杖を振りかぶり、先端をレナータ様の胸元へ向けた。上半身を僅かに起こした御方は、俺がやりやすいように胸元を晒す。その応えに、酷く、胸が締め付けられて。


泣いていいなら大声で泣いた。

やめていいなら今すぐ杖を投げ捨てた。


しかし、それは出来なかった。


「申し訳ございません。俺は……」

「──貴方の全てを許します、エンド。……私達はもうこの世界には要らない。一人は怖いから、一緒に来てくれる?」

「──っ、勿論です。……当たり前ですよ。もう絶対に一人にはしません。待たせましたね」


レナータ様は最期を見据えて、そしてただ微笑んでいた。

その微笑みに、俺も笑みを返して。

瞳から、一筋悲しみが溢れ出す。


「……行きましょうか」


杖を、全力でレナータ様に突き立てた。

深く、深くそれは沈んで。


一瞬苦しそうに表情を歪めたレナータ様は、俺に手を伸ばした。


「助けてくれて、ありがとう。もう、ずっと一緒にいられるよ……」

「どこまでもお供します」


レナータ様の肉体が灰色に染まっていく。

そして──俺の体も、光に包まれた。



…………



ルナは、自分の中かデバイスの力が無くなっていっていると感じた。そして、ヤマトに突き刺さっていた剣がボロボロと崩れ始める。支えを失ったヤマトはそのまま後ろに倒れ、床に転がった。


そして、ルナの手首に嵌めていたユウゴのデバイスと、床に落ちていたルナのデバイスが強く発光する。次の瞬間──輝きを放って砕け散ったのだ。それは今までロストした幹部と同様の光景で、まさかこのまま死ぬのではとルナは自身の体を確認する。しかし、灰色に染まる様子はなかった。


「ルナちゃん! 怪我は……?!」

「貴方の方が重症でしょう?! 腕が!」


ユウゴは応急手当を済ませていたらしい、止血のため腕の根元にぐるぐると紐が縛ってあった。片腕では上手くいかなかったそれを直すと、ユウゴがなにかに気づいたのか小さく声を漏らしていた。


そしてルナは、ユウゴの視線の先を向く。


「シュウ……?」


シュウは灰色に染まるヴィーナスの傍に立っていた。

そして──その肉体は、光に包まれていた。

ルナやユウゴのように、ただデバイスの能力を失っただけでは無い。一目見ただけで、それをが分かる。


ユウゴと共にシュウの元へ駆け寄ると、彼は申し訳なさそうな表情を浮かべていた。そしてヴィーナスは、二人へ視線を向ける。


「彼のこと、助けてくれてありがとう。

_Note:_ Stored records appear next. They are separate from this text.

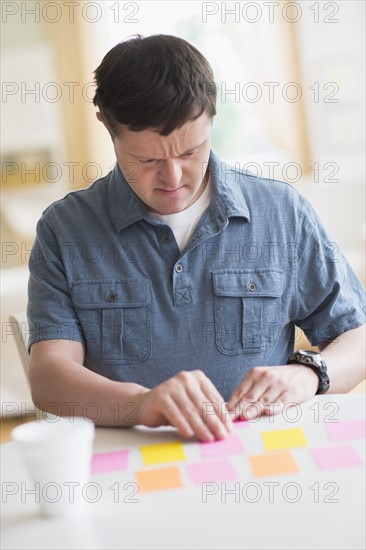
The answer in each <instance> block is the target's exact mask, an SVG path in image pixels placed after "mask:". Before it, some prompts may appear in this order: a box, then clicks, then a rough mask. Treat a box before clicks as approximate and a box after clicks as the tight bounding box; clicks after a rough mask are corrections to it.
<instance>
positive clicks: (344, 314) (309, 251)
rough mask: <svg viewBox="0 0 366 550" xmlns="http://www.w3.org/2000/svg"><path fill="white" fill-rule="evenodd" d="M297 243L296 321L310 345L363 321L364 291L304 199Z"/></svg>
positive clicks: (362, 286)
mask: <svg viewBox="0 0 366 550" xmlns="http://www.w3.org/2000/svg"><path fill="white" fill-rule="evenodd" d="M296 243H297V270H296V272H297V296H296V304H297V313H296V319H295V321H294V322H295V324H296V325H297V326H298V327H300V328H301V329H302V330H303V331H304V333H305V334H306V336H307V337H308V339H309V340H310V342H311V343H312V345H318V344H320V343H322V342H328V341H330V340H333V339H334V338H336V337H337V336H339V335H340V334H342V333H343V332H346V331H347V330H351V329H353V328H357V327H358V326H360V325H362V324H363V323H364V322H365V291H364V288H363V286H362V284H361V282H360V280H359V279H358V278H357V276H356V275H355V273H354V272H353V270H352V268H351V266H350V265H349V263H348V261H347V260H346V258H345V257H344V255H343V254H342V252H341V251H340V249H339V247H338V245H337V244H336V243H335V242H334V240H333V239H332V238H331V236H330V235H329V234H328V233H327V231H326V230H325V228H324V227H323V225H322V223H321V222H320V220H319V218H318V216H317V214H316V212H315V211H314V209H313V208H312V206H311V205H310V204H309V203H308V202H307V201H306V200H304V216H303V220H302V224H301V226H300V231H299V235H298V237H297V239H296Z"/></svg>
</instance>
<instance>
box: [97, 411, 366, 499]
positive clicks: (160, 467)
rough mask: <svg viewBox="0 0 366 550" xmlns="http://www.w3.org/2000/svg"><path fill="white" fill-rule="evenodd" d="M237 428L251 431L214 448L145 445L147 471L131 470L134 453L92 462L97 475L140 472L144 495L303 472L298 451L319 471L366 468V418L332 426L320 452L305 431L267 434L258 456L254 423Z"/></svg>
mask: <svg viewBox="0 0 366 550" xmlns="http://www.w3.org/2000/svg"><path fill="white" fill-rule="evenodd" d="M236 427H237V428H246V430H244V431H241V430H240V432H238V431H234V432H233V433H231V434H230V435H229V436H228V437H227V438H225V439H223V440H217V441H213V442H208V443H203V442H192V441H190V442H182V441H168V442H159V443H154V444H149V445H142V446H141V447H140V456H141V462H142V467H141V464H140V468H139V469H138V467H137V468H136V469H135V468H133V466H132V465H131V463H130V462H131V460H130V450H128V449H125V450H118V451H109V452H104V453H96V454H94V455H93V457H92V464H91V473H92V474H103V473H107V472H116V474H117V473H118V472H120V471H121V472H122V471H126V470H129V469H130V470H131V469H134V470H135V471H134V475H135V479H136V482H137V484H138V487H139V491H140V492H142V493H148V492H151V491H160V490H168V489H171V490H172V489H182V488H183V487H184V485H185V481H187V480H188V481H189V482H191V484H192V485H202V484H203V483H207V482H225V481H237V480H240V479H241V478H244V477H245V479H247V476H248V467H249V472H250V473H251V475H252V477H253V478H256V477H265V476H267V477H268V476H269V477H270V476H278V475H285V474H289V473H296V472H299V470H300V468H299V465H298V463H297V461H296V458H295V456H294V455H293V453H292V449H298V451H297V452H305V453H309V455H310V456H311V458H312V462H313V464H314V467H315V468H317V469H319V470H325V469H335V468H347V467H348V468H351V467H353V468H354V467H357V466H361V465H363V459H362V458H361V457H360V456H359V454H358V453H357V452H356V450H355V449H354V448H353V446H352V441H351V440H358V439H364V438H365V420H364V419H356V420H347V421H339V422H337V423H329V424H326V425H325V426H324V434H325V438H324V442H323V443H324V445H323V446H319V447H317V448H309V444H308V440H307V438H306V435H305V432H304V430H303V429H302V428H301V427H292V428H286V429H280V430H268V431H261V432H260V433H259V434H258V436H259V437H260V439H261V441H262V447H263V452H259V453H258V452H257V453H255V454H253V453H251V452H250V441H251V440H250V437H249V438H248V440H246V437H247V434H250V428H251V427H250V422H248V421H239V422H237V423H236ZM244 443H245V444H244ZM248 444H249V447H248ZM192 445H193V446H196V451H195V452H194V453H192V454H191V453H188V456H187V453H186V450H188V447H190V446H192ZM256 451H258V448H256ZM195 453H196V454H195ZM194 454H195V456H196V457H199V460H198V461H197V458H196V459H195V460H192V461H190V458H189V457H190V456H193V455H194ZM167 463H171V464H167ZM174 463H176V464H174ZM159 465H160V466H161V467H159ZM151 466H156V467H155V468H151ZM184 480H185V481H184Z"/></svg>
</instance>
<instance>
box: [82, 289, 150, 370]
mask: <svg viewBox="0 0 366 550" xmlns="http://www.w3.org/2000/svg"><path fill="white" fill-rule="evenodd" d="M72 295H73V302H74V306H75V308H76V310H77V312H78V315H79V319H80V323H81V325H82V328H83V331H84V335H85V341H86V354H87V356H88V358H89V359H90V360H91V361H93V362H94V361H95V360H98V359H99V360H103V361H113V362H118V363H121V364H132V363H137V362H142V361H145V360H146V359H148V358H149V357H150V353H151V320H150V309H151V297H150V282H149V281H147V280H136V279H119V280H107V279H101V280H94V281H75V282H74V283H73V287H72Z"/></svg>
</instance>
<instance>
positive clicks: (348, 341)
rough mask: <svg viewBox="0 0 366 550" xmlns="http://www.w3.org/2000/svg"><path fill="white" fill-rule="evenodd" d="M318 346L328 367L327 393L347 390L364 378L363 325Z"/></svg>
mask: <svg viewBox="0 0 366 550" xmlns="http://www.w3.org/2000/svg"><path fill="white" fill-rule="evenodd" d="M319 348H320V350H321V353H322V356H323V357H324V360H325V362H326V363H327V367H328V375H329V378H330V389H329V391H328V393H345V392H348V391H350V390H351V389H352V388H354V387H355V386H356V385H357V384H359V383H360V382H361V381H362V380H363V379H364V378H365V355H366V350H365V325H362V326H360V327H358V328H356V329H352V330H349V331H347V332H344V333H343V334H341V335H340V336H338V338H335V340H333V341H332V342H330V343H329V344H328V345H326V346H319Z"/></svg>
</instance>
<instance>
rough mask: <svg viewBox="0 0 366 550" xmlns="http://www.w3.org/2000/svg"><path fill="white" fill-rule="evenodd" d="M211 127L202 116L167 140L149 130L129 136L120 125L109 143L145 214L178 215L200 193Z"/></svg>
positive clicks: (129, 132)
mask: <svg viewBox="0 0 366 550" xmlns="http://www.w3.org/2000/svg"><path fill="white" fill-rule="evenodd" d="M211 125H212V124H211V119H210V118H209V117H208V115H207V114H206V113H203V114H202V115H201V116H200V117H199V118H197V119H196V120H193V121H189V122H186V123H185V124H184V125H183V126H181V128H178V129H176V130H174V131H173V132H171V133H170V134H169V135H168V136H160V135H159V134H158V133H157V132H153V131H152V130H142V131H140V132H132V131H130V130H128V128H127V127H126V126H125V125H122V124H121V125H120V131H119V132H118V136H116V137H114V139H113V143H114V149H115V152H116V157H117V162H118V164H119V167H120V169H121V171H122V173H123V175H124V177H125V178H126V180H127V183H128V184H129V186H130V187H131V189H132V190H133V191H134V192H135V193H136V195H137V196H138V197H140V199H141V200H142V201H143V202H144V203H145V204H146V206H147V207H148V209H149V210H151V211H152V212H156V213H158V214H174V213H176V212H181V211H182V210H185V209H186V208H188V207H189V206H190V205H191V204H193V203H194V202H195V201H196V200H197V199H198V198H199V197H200V195H201V194H202V193H203V191H204V189H205V187H206V183H207V181H206V178H204V176H205V172H206V169H207V164H208V158H209V155H210V146H211Z"/></svg>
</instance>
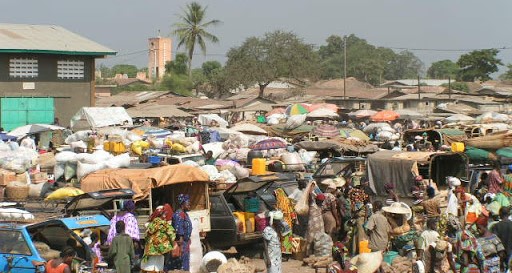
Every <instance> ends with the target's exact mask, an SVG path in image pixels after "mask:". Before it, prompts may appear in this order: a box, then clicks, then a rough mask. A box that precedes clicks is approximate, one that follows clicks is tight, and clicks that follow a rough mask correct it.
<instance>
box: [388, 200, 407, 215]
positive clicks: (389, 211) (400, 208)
mask: <svg viewBox="0 0 512 273" xmlns="http://www.w3.org/2000/svg"><path fill="white" fill-rule="evenodd" d="M382 210H383V211H385V212H387V213H394V214H409V213H410V212H411V211H410V209H407V208H406V207H405V206H403V205H402V204H401V203H400V202H394V203H392V204H391V205H389V206H385V207H383V208H382Z"/></svg>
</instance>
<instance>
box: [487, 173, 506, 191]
mask: <svg viewBox="0 0 512 273" xmlns="http://www.w3.org/2000/svg"><path fill="white" fill-rule="evenodd" d="M488 179H489V192H490V193H499V192H502V191H503V188H502V186H501V184H503V177H502V176H501V173H500V172H499V171H498V170H492V171H491V172H490V173H489V178H488Z"/></svg>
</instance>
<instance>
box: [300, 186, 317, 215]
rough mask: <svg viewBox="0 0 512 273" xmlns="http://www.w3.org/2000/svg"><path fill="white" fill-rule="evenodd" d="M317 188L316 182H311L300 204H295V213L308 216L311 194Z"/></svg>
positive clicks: (303, 196) (306, 188)
mask: <svg viewBox="0 0 512 273" xmlns="http://www.w3.org/2000/svg"><path fill="white" fill-rule="evenodd" d="M315 186H316V183H315V182H309V184H308V185H307V186H306V188H305V189H304V191H303V193H302V196H301V197H300V199H299V202H297V204H295V212H296V213H297V214H298V215H307V214H308V213H309V193H310V192H311V190H312V189H313V187H315Z"/></svg>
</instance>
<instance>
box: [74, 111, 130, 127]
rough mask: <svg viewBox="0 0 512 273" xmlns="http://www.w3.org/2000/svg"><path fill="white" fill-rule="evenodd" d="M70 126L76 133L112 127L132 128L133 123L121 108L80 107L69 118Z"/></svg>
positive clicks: (129, 115) (127, 113)
mask: <svg viewBox="0 0 512 273" xmlns="http://www.w3.org/2000/svg"><path fill="white" fill-rule="evenodd" d="M70 125H71V128H72V129H73V130H74V131H76V130H84V129H91V128H92V129H96V128H101V127H107V126H114V125H128V126H132V125H133V121H132V118H131V117H130V115H128V113H127V112H126V110H125V109H124V108H123V107H82V109H80V110H79V111H78V112H77V113H76V114H75V115H74V116H73V117H72V118H71V121H70Z"/></svg>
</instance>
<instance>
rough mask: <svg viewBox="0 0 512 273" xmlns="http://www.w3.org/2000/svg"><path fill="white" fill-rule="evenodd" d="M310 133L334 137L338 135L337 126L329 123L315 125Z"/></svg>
mask: <svg viewBox="0 0 512 273" xmlns="http://www.w3.org/2000/svg"><path fill="white" fill-rule="evenodd" d="M312 133H313V134H314V135H317V136H320V137H335V136H339V135H340V131H339V130H338V128H336V127H334V126H332V125H329V124H321V125H318V126H316V127H315V128H314V129H313V132H312Z"/></svg>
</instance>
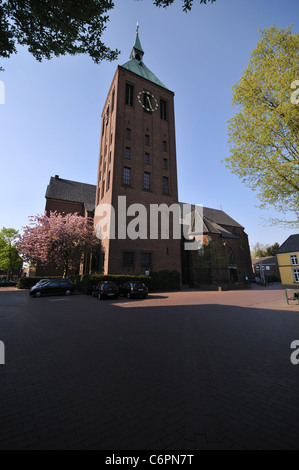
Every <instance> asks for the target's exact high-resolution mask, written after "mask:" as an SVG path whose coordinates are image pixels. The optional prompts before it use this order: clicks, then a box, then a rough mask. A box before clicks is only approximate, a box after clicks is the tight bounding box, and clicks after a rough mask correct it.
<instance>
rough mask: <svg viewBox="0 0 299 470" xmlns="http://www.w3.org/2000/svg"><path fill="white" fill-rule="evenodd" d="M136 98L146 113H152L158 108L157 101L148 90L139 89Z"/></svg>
mask: <svg viewBox="0 0 299 470" xmlns="http://www.w3.org/2000/svg"><path fill="white" fill-rule="evenodd" d="M137 98H138V102H139V104H140V106H142V107H143V109H144V110H145V111H147V112H148V113H153V112H154V111H157V109H158V108H159V104H158V101H157V100H156V98H155V97H154V95H153V94H152V93H150V92H149V91H144V90H143V91H141V92H140V93H139V95H138V97H137Z"/></svg>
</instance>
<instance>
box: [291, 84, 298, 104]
mask: <svg viewBox="0 0 299 470" xmlns="http://www.w3.org/2000/svg"><path fill="white" fill-rule="evenodd" d="M291 88H292V90H295V91H294V92H293V93H292V94H291V103H292V104H299V80H294V81H293V82H292V83H291Z"/></svg>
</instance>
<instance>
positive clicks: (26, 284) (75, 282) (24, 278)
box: [17, 276, 80, 289]
mask: <svg viewBox="0 0 299 470" xmlns="http://www.w3.org/2000/svg"><path fill="white" fill-rule="evenodd" d="M69 278H70V279H72V281H73V282H74V284H75V286H76V287H77V279H78V278H79V279H80V276H69ZM42 279H58V278H57V276H41V277H36V276H35V277H24V276H21V277H19V280H18V283H17V288H18V289H31V287H33V286H35V284H37V283H38V282H39V281H41V280H42Z"/></svg>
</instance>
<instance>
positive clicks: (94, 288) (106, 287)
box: [91, 281, 118, 300]
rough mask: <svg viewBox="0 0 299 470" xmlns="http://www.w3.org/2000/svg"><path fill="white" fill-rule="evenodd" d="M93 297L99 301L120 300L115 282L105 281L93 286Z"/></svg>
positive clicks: (117, 288) (116, 285) (92, 289)
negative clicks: (96, 297)
mask: <svg viewBox="0 0 299 470" xmlns="http://www.w3.org/2000/svg"><path fill="white" fill-rule="evenodd" d="M91 295H92V296H93V297H97V298H98V299H99V300H102V299H112V298H114V299H117V298H118V287H117V285H116V284H115V283H114V282H111V281H104V282H100V283H99V284H97V285H95V286H93V289H92V293H91Z"/></svg>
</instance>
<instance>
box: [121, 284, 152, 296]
mask: <svg viewBox="0 0 299 470" xmlns="http://www.w3.org/2000/svg"><path fill="white" fill-rule="evenodd" d="M118 292H119V294H120V295H123V296H124V297H127V299H131V298H143V299H145V298H146V297H147V295H148V287H147V286H146V285H145V284H144V283H143V282H125V283H124V284H122V285H121V286H120V287H119V289H118Z"/></svg>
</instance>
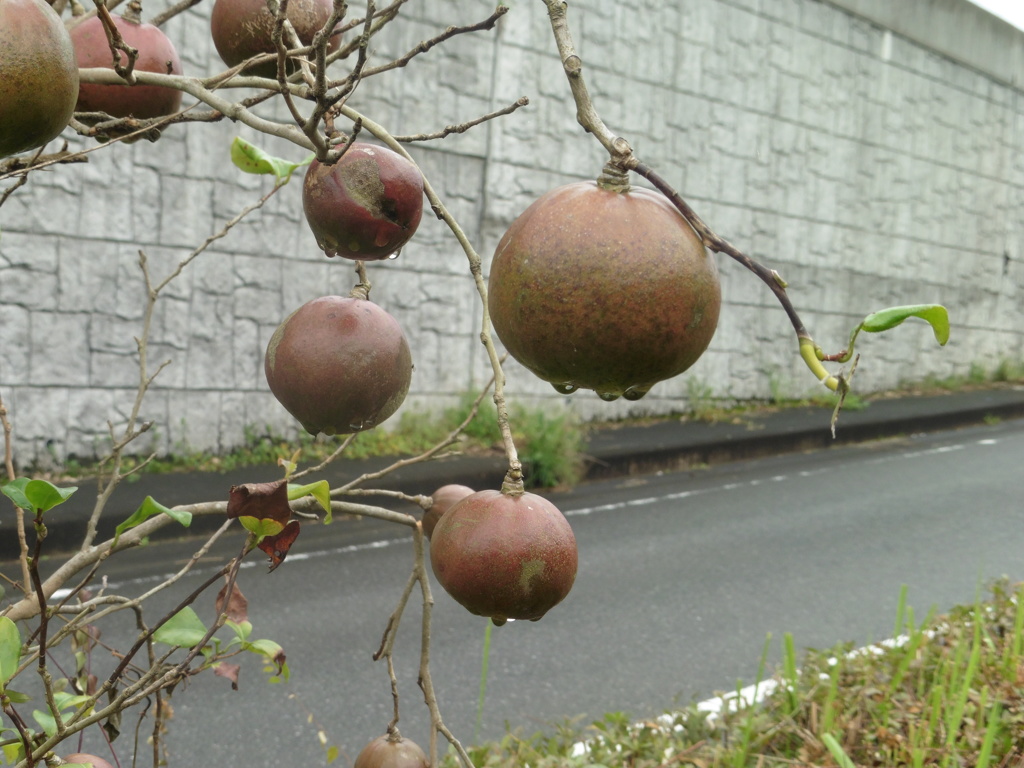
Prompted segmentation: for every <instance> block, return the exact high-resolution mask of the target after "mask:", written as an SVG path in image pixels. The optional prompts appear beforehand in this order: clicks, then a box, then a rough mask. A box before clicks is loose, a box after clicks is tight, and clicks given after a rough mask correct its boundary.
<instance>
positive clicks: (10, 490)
mask: <svg viewBox="0 0 1024 768" xmlns="http://www.w3.org/2000/svg"><path fill="white" fill-rule="evenodd" d="M28 484H29V478H28V477H18V478H17V479H14V480H11V481H10V482H6V483H4V484H3V485H0V494H3V495H4V496H6V497H7V498H8V499H10V500H11V501H12V502H14V506H15V507H17V508H18V509H30V510H31V509H32V502H30V501H29V497H27V496H26V495H25V486H26V485H28Z"/></svg>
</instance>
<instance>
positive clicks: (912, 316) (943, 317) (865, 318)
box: [860, 304, 949, 345]
mask: <svg viewBox="0 0 1024 768" xmlns="http://www.w3.org/2000/svg"><path fill="white" fill-rule="evenodd" d="M907 317H920V318H921V319H923V321H927V322H928V323H929V324H930V325H931V326H932V331H933V332H934V333H935V340H936V341H938V342H939V344H941V345H945V343H946V342H947V341H949V314H948V312H946V308H945V307H944V306H942V305H941V304H914V305H911V306H894V307H890V308H889V309H883V310H882V311H879V312H874V313H873V314H869V315H867V316H866V317H864V319H863V322H862V323H861V324H860V327H861V329H863V330H864V331H867V332H868V333H880V332H882V331H888V330H889V329H891V328H896V326H898V325H899V324H900V323H902V322H903V321H905V319H906V318H907Z"/></svg>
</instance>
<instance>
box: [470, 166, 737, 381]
mask: <svg viewBox="0 0 1024 768" xmlns="http://www.w3.org/2000/svg"><path fill="white" fill-rule="evenodd" d="M488 286H489V288H488V301H489V309H490V318H492V321H493V322H494V326H495V331H496V332H497V333H498V337H499V338H500V339H501V341H502V343H503V344H504V345H505V347H506V349H508V351H509V353H510V354H511V355H512V356H513V357H515V358H516V359H517V360H518V361H519V362H521V364H522V365H523V366H525V367H526V368H527V369H529V370H530V371H532V372H534V373H535V374H536V375H537V376H539V377H540V378H542V379H544V380H545V381H548V382H551V383H552V384H553V385H554V386H555V389H557V390H558V391H559V392H561V393H563V394H568V393H570V392H573V391H575V390H577V389H578V388H581V387H584V388H587V389H593V390H595V391H596V392H597V393H598V394H599V395H600V396H601V397H602V398H603V399H606V400H613V399H615V398H616V397H618V396H621V395H625V396H626V397H627V398H628V399H634V400H635V399H640V397H643V395H645V394H646V393H647V391H648V390H649V389H650V388H651V387H652V386H653V385H654V384H655V383H657V382H659V381H663V380H665V379H669V378H672V377H673V376H677V375H678V374H681V373H682V372H683V371H685V370H686V369H688V368H689V367H690V366H692V365H693V364H694V362H696V360H697V358H698V357H699V356H700V355H701V353H703V351H705V349H707V348H708V345H709V343H711V339H712V336H713V335H714V334H715V328H716V326H717V325H718V314H719V309H720V307H721V303H722V295H721V289H720V287H719V281H718V268H717V267H716V265H715V261H714V260H713V259H712V258H711V257H710V255H709V254H708V252H707V251H706V250H705V248H703V246H702V245H701V243H700V240H699V239H698V238H697V236H696V234H695V233H694V232H693V230H692V229H691V228H690V226H689V224H687V223H686V220H685V219H684V218H683V217H682V216H681V215H680V214H679V212H678V211H677V210H676V209H675V208H674V207H673V205H672V204H671V203H670V202H669V201H668V200H667V199H666V198H665V197H664V196H663V195H660V194H658V193H653V191H649V190H647V189H641V188H636V187H634V188H633V189H631V190H629V191H625V193H624V191H614V190H612V189H609V188H605V187H603V186H599V185H598V184H596V183H594V182H592V181H591V182H587V181H581V182H577V183H573V184H568V185H566V186H561V187H558V188H557V189H553V190H552V191H549V193H548V194H546V195H544V196H543V197H541V198H540V199H539V200H538V201H537V202H535V203H534V204H532V205H531V206H529V208H527V209H526V210H525V211H524V212H523V213H522V215H520V216H519V218H517V219H516V220H515V221H514V222H513V223H512V226H510V227H509V229H508V231H507V232H505V236H504V237H503V238H502V240H501V242H500V243H499V244H498V249H497V250H496V252H495V258H494V261H493V263H492V265H490V275H489V283H488Z"/></svg>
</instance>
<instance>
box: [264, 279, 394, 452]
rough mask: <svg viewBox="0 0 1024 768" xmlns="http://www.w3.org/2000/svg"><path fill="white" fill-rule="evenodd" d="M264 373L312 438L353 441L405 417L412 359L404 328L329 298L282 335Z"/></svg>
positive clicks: (363, 307)
mask: <svg viewBox="0 0 1024 768" xmlns="http://www.w3.org/2000/svg"><path fill="white" fill-rule="evenodd" d="M263 368H264V372H265V373H266V380H267V383H268V384H269V386H270V391H271V392H272V393H273V395H274V397H276V398H278V400H279V401H280V402H281V404H282V406H284V407H285V409H286V410H287V411H288V412H289V413H290V414H291V415H292V416H294V417H295V418H296V419H297V420H298V421H299V423H300V424H302V426H303V427H304V428H305V429H306V431H308V432H309V433H311V434H318V433H319V432H323V433H325V434H349V433H351V432H360V431H362V430H366V429H370V428H371V427H375V426H377V425H378V424H380V423H381V422H383V421H384V420H385V419H387V418H388V417H389V416H391V415H392V414H393V413H394V412H395V411H397V410H398V408H399V407H400V406H401V403H402V401H403V400H404V399H406V395H407V393H408V392H409V386H410V383H411V381H412V376H413V356H412V353H411V351H410V348H409V342H408V341H407V340H406V334H404V333H402V330H401V327H400V326H399V325H398V323H397V321H395V318H394V317H392V316H391V315H390V314H389V313H388V312H386V311H385V310H384V309H381V307H379V306H378V305H377V304H375V303H374V302H372V301H370V300H369V299H362V298H354V297H343V296H323V297H321V298H318V299H313V300H312V301H309V302H307V303H305V304H303V305H302V306H301V307H299V308H298V309H296V310H295V311H294V312H292V313H291V314H290V315H289V316H288V317H286V318H285V321H284V322H283V323H282V324H281V325H280V326H279V327H278V330H276V331H274V333H273V336H272V337H271V338H270V342H269V344H267V348H266V355H265V357H264V366H263Z"/></svg>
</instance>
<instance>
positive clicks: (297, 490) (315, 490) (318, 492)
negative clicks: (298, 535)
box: [288, 480, 334, 525]
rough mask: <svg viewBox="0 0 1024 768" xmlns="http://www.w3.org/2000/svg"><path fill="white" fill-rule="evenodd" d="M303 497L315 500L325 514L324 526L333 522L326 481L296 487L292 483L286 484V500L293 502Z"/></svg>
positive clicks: (300, 498)
mask: <svg viewBox="0 0 1024 768" xmlns="http://www.w3.org/2000/svg"><path fill="white" fill-rule="evenodd" d="M304 496H311V497H312V498H313V499H315V500H316V501H317V502H318V503H319V505H321V507H323V508H324V511H325V512H326V513H327V514H326V516H325V517H324V524H325V525H330V524H331V522H333V520H334V517H333V515H332V514H331V486H330V485H329V484H328V482H327V480H319V481H318V482H311V483H309V484H308V485H297V484H295V483H293V482H290V483H288V500H289V501H295V500H296V499H301V498H302V497H304Z"/></svg>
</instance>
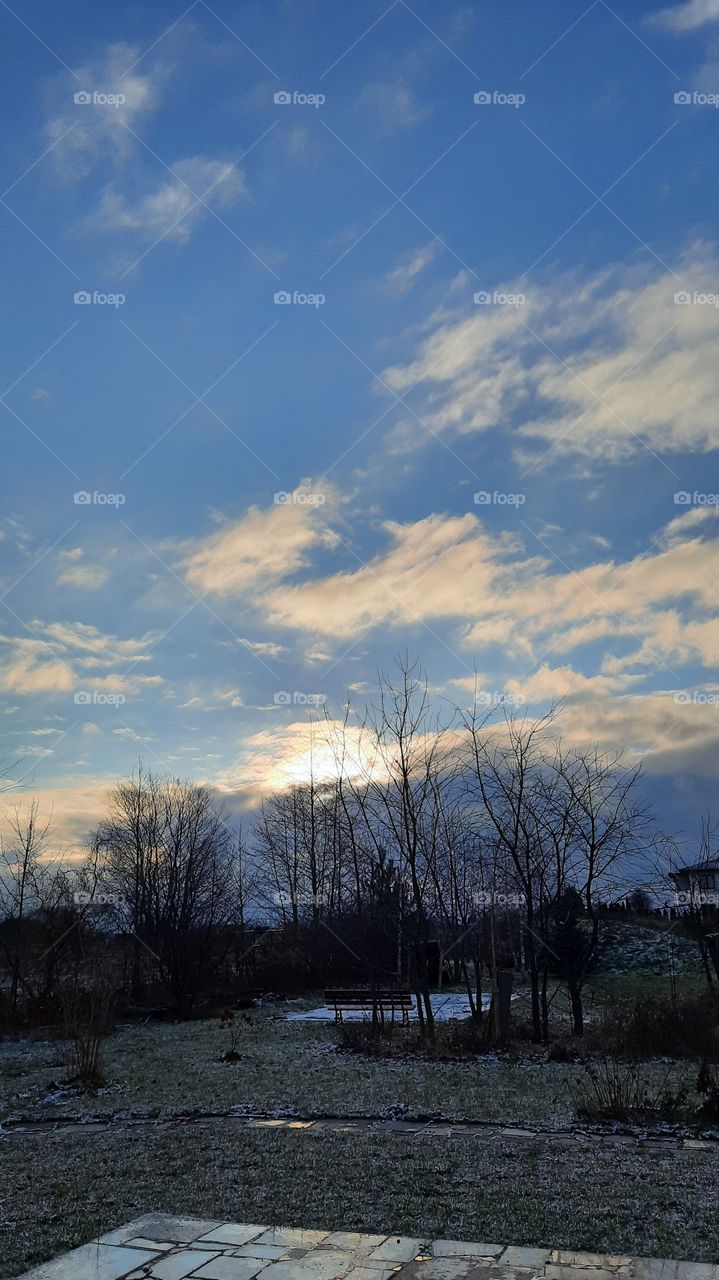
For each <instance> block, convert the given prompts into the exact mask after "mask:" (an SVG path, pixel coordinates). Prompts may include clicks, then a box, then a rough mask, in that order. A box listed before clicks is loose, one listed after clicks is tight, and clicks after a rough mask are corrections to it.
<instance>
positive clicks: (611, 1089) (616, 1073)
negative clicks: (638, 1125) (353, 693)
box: [569, 1057, 688, 1124]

ルナ、ユウゴ……本当に、助かったよ」

「ヴィーナス……」


そう言って、ヴィーナスはシュウの手を握って目を閉じた。ヴィーナスの指先を掴んで握り返したシュウは、優しい顔で微笑んでいる。


何が起こっているのか、ルナには分からなかった。

ただ──別れが来たのだと、それだけが理解出来た。


「俺は御方の一部を媒体に作り出された存在だ。元々、レナータ様の命が絶えれば──共に消える存在なんだ」

「そ、んな……装置を壊すだけじゃ……? 一緒に生きて帰ろうって、貴方が言ったのに……!」

「すまなかった。だが、俺たちはもうこの世界に生きていい存在では無い。長く、生きすぎた」


シュウは光の粒となった徐々に消えていく。そんなシュウを見て、ユウゴはルナの手を引いて三人でそのまま抱き合った。いつか全てを話して貰った時のように、抱き締め合う。


「シュウ。俺らに力を貸してくれてありがとう」

「……長らく付き合わせてしまった。それも今日で終わりだ」

「なんで……こんな、大切なこと隠すのよ……!」


シュウはルナの頭に手を置き、そして悲しそうに笑っていた。徐々にシュウの体が消えていく。そして、体を離すと、シュウはヴィーナスへ視線を向けた。


「願い通り、御方と旅に出る。──今まで、ありがとう」


そう言って、シュウは光の粒となって消えていった。

まるでイルミネーションのように綺麗なその光景に、ルナもユウゴも涙を流す。

そしてシュウを追うように、ヴィーナスの肉体が灰となって散っていった。